Le gouvernement fait taire des experts sur les risques des centrales nucléaires







Une polémique a éclaté à l'intérieur d'un comité gouvernemental de sécurité, après que deux de ses experts aient été empêchés d'émettre leurs craintes que les radiations émises par les installations nucléaires posent une plus grande menace que préalablement estimée.

Les avocats du gouvernement ont bloqué l'inclusion, dans le rapport final du comité, d'une découverte inquiétante - celles des deux chercheurs en question - rapport qui suivait une enquête d'une durée de trois ans portant sur les effets de radiations de bas niveaux.

Les Dr. Chris Busby et Richard Bramhall, membres du comité examinant les risques de radiations en provenance des émetteurs internes, croient que les risques de cancer relié aux radiations de bas niveaux sont plus importants qu'estimé.

Ils affirment que les méthodes de calculs antérieures des effets des émissions sur les gens vivant près des installations nucléaires ont sous estimé le risque, et dans un taux allant jusqu'à 300 fois.

Si elle est exacte, l'étude pourrait expliquer les concentrations de cas de cancers et de leucémies découverts près des installations nucléaires au nord de Whales et Essex et près de Sellafield, Cumbria. Mais les affirmations ont divisé les membres du comité, alors que certains supportent le bâillon, et que d'autres accusent les autorités publiques de censure.

Un scientifique senior en études des radiations a déjà démissionné en signe de protestation et la dernière rencontre du comité s'est transformé en match d'insultes et de cris, que certains membres ont eu peur de voir dégénérer en une véritable bagarre à coups de poings.

La rapport officiel du comité - que la majorité supporte - sera publié cet automne et affirme que le risque est plus grand que préalablement estimé, mais seulement par un facteur de 10 fois supérieur.

Les Avocats du Defra, le ministère de l'environnement, ont envoyé des lettres à chacun des douze membres du comité pour les avertir qu'ils pourraient être poursuivis pour diffamation s'ils décidaient d'inclure le rapport minoritaire de Bramhall et Busby.

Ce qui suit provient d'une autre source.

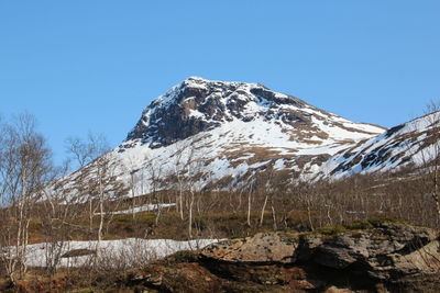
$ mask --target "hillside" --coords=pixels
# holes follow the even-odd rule
[[[134,196],[397,170],[432,144],[429,129],[437,122],[432,114],[387,131],[258,83],[191,77],[155,99],[127,139],[106,155],[111,166],[107,188],[109,194]],[[96,172],[92,162],[64,178],[62,185],[81,198],[85,178]]]

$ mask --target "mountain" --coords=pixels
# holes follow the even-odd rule
[[[409,164],[405,137],[415,134],[411,127],[422,135],[428,125],[421,124],[387,131],[260,83],[190,77],[155,99],[106,159],[112,182],[132,195],[184,182],[191,189],[240,189],[338,179]],[[63,182],[78,194],[77,187],[96,169],[92,162]]]

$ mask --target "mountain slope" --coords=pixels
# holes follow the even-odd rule
[[[334,155],[324,164],[322,178],[340,179],[410,165],[427,166],[440,155],[439,138],[440,112],[433,112]]]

Michael Meacher, qui a mis sur pied le comité alors qu'il était ministre de l'environnement en 2001, est furieux que ce ne soit pas toutes les "perspectives" des experts qui soient représentées. "J'ai écrit à Elliot Morley, le ministre de l'environnement actuel, pour lui demander une explication" a-t-il dit.

Le comité a été créé pour se pencher sur la possibilité que les méthodes gouvernementales d'estimation de risque de cancer chez les gens habitant près des installations nucléaires soient inadéquates. Les calculs sont pour le moment basés sur les doses de radiations reçues par les victimes de la bombe d'Hiroshima utilisée contre le Japon en 1945.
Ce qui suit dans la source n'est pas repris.